Meanwhile, according to the previous studies conducted by a group of researchers from PETRONAS Research Sdn. Bhd. (PRSB), nano-silica has been used as chemical flood to mitigate fines migration (Rohaida et al. 2019). According to the result, application of nano-silica has shown good improvement in avoiding continuous migration of dispersed particles. Hence, the interest to further studies on this nanoparticle has been extended into pore-scale visualization by using micromodel to understand more on this formation damage (fines migration) mechanism in 2D porous media. As extension from previous research by PRSB, the micromodel initially is flooded with/ without nano-silica to observe the attachment of fines migration onto pore walls after injecting 2.5% NaCI.

Since at the beginning, this research keens to focus particularly on fines migration, as one type of formation damage. Nevertheless, during the preliminary stage of micromodel experiment another type of formation damage, mutual precipitation of soluble salt, was discovered. This refers to any precipitation generated from soluble salts, whether from the use of salt mud systems or from formation water (Zhang et al. 2019a, b). The precipitation was discovered when 2.5% NaCI injected into micromodel (base case). Since the only fluid introduced into the system is NaCI, an assumption is made such that soluble salt precipitation might occur. Nevertheless, it is more unanimous to view the damage as generation of suspended solids adheres onto pore walls. The concern rises where suspended solids could be generated when brine is introduced. Formation water flow and water evaporation during brine injection can expedite formation of suspended solids (salt precipitates) with excessive loss of formation porosity and permeability, as correlated with reservoir physical properties. Since then, this research’s interest pays thorough attention to this damage. Hence, this research study is focusing on developing a method to quantify area of suspended solids in micromodel by using image analysis. If left untreated, the worst case can be blocked wells leading to permeability impairment. Since this is highly unwanted, focus on this study is crucial.

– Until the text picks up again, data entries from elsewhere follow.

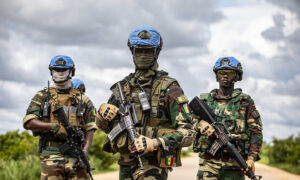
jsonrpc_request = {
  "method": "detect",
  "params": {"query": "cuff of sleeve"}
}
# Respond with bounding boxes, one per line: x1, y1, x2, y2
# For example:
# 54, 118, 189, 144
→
157, 137, 169, 151
85, 122, 98, 131
23, 114, 38, 129
96, 112, 110, 133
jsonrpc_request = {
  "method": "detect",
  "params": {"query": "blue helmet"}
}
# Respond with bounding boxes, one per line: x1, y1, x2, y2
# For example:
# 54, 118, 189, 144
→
127, 26, 163, 49
49, 55, 75, 76
213, 57, 243, 81
71, 78, 85, 92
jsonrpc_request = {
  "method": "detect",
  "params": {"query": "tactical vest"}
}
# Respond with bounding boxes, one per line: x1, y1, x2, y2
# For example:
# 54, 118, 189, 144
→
193, 89, 250, 157
111, 71, 176, 154
43, 87, 84, 128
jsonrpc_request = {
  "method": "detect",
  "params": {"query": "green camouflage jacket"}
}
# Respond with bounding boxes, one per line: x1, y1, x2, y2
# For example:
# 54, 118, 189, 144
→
23, 87, 98, 155
193, 89, 263, 160
97, 71, 192, 165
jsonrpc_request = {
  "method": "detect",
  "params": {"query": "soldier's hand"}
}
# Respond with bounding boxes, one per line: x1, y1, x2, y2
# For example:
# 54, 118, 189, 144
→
99, 103, 119, 121
246, 159, 255, 173
131, 135, 159, 153
198, 120, 215, 136
50, 123, 68, 139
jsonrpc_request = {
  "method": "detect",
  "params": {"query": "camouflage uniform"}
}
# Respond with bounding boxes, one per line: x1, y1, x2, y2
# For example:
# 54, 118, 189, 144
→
96, 71, 192, 180
23, 87, 97, 179
193, 89, 262, 179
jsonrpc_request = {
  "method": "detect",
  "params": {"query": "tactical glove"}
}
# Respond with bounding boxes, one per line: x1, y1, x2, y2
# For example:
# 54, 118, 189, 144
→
131, 135, 159, 153
99, 104, 119, 121
50, 123, 68, 139
246, 159, 255, 173
198, 120, 215, 136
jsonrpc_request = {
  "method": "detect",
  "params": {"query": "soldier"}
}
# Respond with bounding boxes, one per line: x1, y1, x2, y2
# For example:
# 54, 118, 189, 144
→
96, 27, 193, 180
193, 57, 263, 180
23, 55, 97, 179
71, 78, 85, 94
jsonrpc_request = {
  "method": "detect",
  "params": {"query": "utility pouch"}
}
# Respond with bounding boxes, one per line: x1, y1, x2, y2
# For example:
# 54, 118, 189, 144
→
157, 128, 181, 167
43, 101, 50, 118
138, 91, 151, 111
76, 101, 84, 117
159, 155, 176, 167
58, 143, 71, 154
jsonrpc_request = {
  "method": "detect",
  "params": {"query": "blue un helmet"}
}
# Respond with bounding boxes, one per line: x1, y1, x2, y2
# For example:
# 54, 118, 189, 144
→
71, 78, 85, 93
213, 57, 243, 81
127, 26, 163, 56
49, 55, 75, 76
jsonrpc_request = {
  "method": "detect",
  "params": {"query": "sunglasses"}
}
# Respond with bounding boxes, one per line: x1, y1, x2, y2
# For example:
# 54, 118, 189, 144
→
217, 70, 236, 78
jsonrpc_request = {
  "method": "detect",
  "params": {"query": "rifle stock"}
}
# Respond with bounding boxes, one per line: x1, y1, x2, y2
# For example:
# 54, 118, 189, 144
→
53, 106, 93, 180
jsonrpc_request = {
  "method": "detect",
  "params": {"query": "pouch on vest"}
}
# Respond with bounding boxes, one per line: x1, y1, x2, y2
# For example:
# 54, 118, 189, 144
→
157, 128, 181, 167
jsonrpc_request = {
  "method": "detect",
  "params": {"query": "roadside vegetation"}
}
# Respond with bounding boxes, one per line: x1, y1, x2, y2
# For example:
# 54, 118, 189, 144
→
259, 133, 300, 174
0, 130, 300, 180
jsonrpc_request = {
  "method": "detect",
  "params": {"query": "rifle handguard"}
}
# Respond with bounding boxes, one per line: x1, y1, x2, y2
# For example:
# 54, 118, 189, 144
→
99, 104, 119, 121
199, 120, 215, 136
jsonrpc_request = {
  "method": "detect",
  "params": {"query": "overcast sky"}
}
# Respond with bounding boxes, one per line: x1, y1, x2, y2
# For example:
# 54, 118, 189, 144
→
0, 0, 300, 142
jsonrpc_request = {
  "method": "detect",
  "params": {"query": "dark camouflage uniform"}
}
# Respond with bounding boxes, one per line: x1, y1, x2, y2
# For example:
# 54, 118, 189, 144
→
96, 71, 192, 180
193, 89, 263, 179
23, 88, 97, 179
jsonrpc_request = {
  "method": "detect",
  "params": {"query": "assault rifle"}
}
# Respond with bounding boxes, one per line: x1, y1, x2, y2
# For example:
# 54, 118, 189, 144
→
107, 82, 144, 170
53, 106, 93, 180
189, 96, 261, 180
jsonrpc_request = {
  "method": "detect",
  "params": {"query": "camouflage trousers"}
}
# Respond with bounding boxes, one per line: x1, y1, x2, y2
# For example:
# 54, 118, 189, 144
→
196, 158, 245, 180
119, 161, 168, 180
40, 155, 90, 180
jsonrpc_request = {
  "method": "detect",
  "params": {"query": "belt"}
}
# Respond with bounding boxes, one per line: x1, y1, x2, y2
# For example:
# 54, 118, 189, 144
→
46, 141, 63, 147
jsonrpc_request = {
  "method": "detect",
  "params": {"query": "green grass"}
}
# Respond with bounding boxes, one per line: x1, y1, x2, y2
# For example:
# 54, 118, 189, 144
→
258, 155, 300, 175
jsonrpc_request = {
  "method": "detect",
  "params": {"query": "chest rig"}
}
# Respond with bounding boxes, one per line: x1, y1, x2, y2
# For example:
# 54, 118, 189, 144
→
124, 71, 176, 134
43, 87, 85, 128
194, 89, 250, 156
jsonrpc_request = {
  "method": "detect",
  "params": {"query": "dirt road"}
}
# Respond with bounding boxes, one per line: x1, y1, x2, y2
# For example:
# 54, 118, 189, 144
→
94, 154, 300, 180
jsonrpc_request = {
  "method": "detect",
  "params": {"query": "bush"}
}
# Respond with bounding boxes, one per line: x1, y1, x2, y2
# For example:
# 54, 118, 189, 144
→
0, 130, 38, 160
0, 155, 41, 180
266, 133, 300, 166
89, 131, 118, 172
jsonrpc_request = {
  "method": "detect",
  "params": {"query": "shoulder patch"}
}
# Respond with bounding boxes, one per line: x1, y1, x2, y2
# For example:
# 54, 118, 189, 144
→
200, 93, 210, 100
161, 76, 177, 90
176, 94, 189, 104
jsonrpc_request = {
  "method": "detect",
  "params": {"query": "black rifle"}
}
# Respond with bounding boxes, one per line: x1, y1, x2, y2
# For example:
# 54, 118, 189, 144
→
107, 82, 144, 170
189, 96, 261, 180
37, 81, 50, 153
53, 106, 93, 179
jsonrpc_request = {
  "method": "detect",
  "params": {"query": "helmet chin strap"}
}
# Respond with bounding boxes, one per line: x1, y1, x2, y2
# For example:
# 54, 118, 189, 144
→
51, 70, 72, 89
54, 79, 72, 90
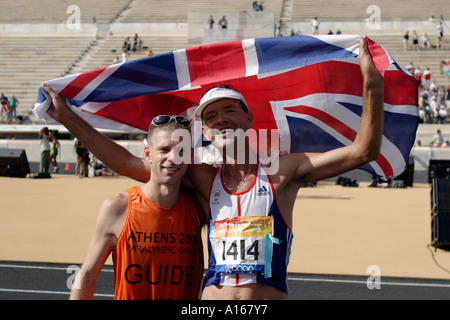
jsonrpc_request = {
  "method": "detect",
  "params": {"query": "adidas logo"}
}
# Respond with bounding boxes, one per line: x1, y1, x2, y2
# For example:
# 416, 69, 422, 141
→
256, 186, 269, 196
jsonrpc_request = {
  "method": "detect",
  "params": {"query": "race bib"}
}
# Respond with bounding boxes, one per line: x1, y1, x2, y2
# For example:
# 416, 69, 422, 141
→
209, 216, 277, 276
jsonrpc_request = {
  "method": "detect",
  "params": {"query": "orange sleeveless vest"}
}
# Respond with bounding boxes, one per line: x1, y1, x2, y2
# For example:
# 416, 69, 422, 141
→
113, 186, 203, 300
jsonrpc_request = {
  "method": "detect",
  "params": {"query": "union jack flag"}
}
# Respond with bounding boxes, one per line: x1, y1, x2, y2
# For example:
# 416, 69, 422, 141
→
34, 35, 419, 180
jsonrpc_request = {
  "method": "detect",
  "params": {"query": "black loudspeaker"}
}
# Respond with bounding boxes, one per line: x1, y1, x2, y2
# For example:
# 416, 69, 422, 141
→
431, 210, 450, 247
431, 178, 450, 247
0, 149, 30, 178
431, 178, 450, 211
428, 160, 450, 183
395, 163, 414, 187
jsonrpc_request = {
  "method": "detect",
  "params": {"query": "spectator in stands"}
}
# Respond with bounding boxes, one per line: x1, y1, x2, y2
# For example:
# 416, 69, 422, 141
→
122, 50, 130, 62
405, 61, 416, 74
446, 85, 450, 109
132, 33, 142, 52
49, 131, 60, 173
9, 95, 19, 119
39, 127, 50, 173
438, 104, 447, 123
311, 17, 320, 35
436, 37, 444, 50
436, 21, 444, 38
0, 93, 12, 124
219, 16, 228, 29
73, 139, 90, 178
208, 15, 214, 29
414, 66, 422, 86
413, 30, 420, 51
92, 156, 114, 177
423, 67, 431, 90
420, 33, 431, 49
430, 129, 444, 147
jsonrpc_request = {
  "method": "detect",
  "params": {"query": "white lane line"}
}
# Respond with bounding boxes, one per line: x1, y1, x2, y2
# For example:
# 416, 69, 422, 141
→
0, 264, 114, 272
0, 288, 114, 298
288, 277, 450, 288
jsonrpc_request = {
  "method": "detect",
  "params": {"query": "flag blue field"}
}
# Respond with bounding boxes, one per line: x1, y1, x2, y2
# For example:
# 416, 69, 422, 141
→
34, 35, 419, 179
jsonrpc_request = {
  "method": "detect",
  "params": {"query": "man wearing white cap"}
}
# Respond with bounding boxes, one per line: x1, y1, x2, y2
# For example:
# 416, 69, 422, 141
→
42, 37, 383, 299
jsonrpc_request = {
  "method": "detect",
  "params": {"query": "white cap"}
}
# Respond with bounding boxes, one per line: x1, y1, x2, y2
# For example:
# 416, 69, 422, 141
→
195, 87, 248, 118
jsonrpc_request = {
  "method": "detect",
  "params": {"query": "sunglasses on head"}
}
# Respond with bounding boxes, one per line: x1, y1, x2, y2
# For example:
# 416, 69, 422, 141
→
152, 115, 191, 129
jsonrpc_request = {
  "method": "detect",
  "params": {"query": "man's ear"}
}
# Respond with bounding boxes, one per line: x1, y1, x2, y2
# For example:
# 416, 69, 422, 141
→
247, 111, 255, 129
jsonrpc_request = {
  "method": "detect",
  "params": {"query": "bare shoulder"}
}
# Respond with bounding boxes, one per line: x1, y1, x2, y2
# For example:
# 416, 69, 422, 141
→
99, 191, 128, 224
183, 163, 217, 193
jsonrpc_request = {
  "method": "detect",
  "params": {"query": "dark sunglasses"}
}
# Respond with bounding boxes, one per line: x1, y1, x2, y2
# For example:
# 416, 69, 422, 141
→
152, 115, 191, 129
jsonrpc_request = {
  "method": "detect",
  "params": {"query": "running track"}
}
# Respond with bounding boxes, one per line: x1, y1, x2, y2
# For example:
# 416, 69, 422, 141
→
0, 261, 450, 300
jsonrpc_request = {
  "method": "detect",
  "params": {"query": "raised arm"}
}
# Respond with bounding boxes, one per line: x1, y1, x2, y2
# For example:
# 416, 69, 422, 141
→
70, 192, 128, 300
280, 37, 384, 185
42, 84, 150, 182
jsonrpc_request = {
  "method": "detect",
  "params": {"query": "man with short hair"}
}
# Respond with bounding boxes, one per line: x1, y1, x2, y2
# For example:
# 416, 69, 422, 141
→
66, 115, 204, 300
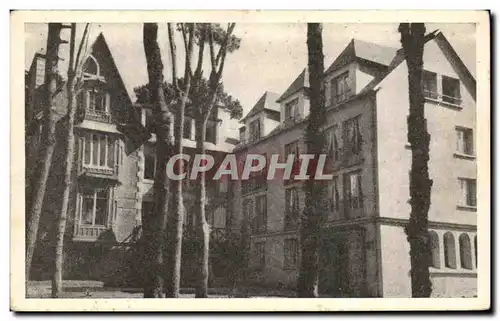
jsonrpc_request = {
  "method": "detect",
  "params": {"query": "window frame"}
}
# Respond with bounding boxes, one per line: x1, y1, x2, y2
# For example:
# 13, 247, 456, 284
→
458, 177, 477, 208
455, 126, 475, 156
441, 75, 462, 106
283, 238, 299, 269
82, 132, 119, 170
78, 187, 111, 228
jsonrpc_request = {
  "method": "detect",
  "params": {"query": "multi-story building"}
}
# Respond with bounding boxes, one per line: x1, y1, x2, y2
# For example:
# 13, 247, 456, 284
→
231, 33, 477, 297
25, 34, 238, 280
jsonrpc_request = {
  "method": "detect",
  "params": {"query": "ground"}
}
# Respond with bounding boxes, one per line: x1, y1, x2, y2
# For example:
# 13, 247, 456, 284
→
26, 280, 295, 299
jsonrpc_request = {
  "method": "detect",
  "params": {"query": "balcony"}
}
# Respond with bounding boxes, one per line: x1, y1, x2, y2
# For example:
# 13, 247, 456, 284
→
85, 109, 111, 123
73, 222, 109, 242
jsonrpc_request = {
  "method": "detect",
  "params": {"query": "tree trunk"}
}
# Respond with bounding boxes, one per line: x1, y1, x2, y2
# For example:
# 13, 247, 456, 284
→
399, 23, 432, 297
297, 23, 325, 298
165, 88, 189, 298
194, 117, 210, 298
143, 23, 174, 298
25, 23, 62, 280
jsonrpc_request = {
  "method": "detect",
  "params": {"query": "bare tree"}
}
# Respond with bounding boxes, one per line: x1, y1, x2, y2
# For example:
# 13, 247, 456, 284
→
165, 23, 194, 298
143, 23, 174, 298
52, 23, 89, 298
399, 23, 432, 297
192, 23, 240, 298
25, 23, 69, 280
297, 23, 325, 297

As to visualize suspended solids retention and attachment on the grain surfaces of porous media, micromodel is introduced. Micromodel, as pore-level visualization study, offers both quantification and qualification studies through 2D porous media (Yu et al. 2019). Pore-scale information is important for better understanding on the displacement process, imbibition and drainage. By utilizing this method, it promotes an enhancement to crucially study on the agglomeration mechanisms that may take place in a porous media. Instead, for further data analysis and interpretation on the images output executed from micromodel, comprehensive study through image analysis is complemented for this purpose. Suspended solid in reservoir is among formation damage that could lead to solid particles plugging and bridging within the pore throat of the well formation which then impedes to the fluid flow. Micromodel is utilized to visualize this phenomenon and analyzed thoroughly by image analysis method.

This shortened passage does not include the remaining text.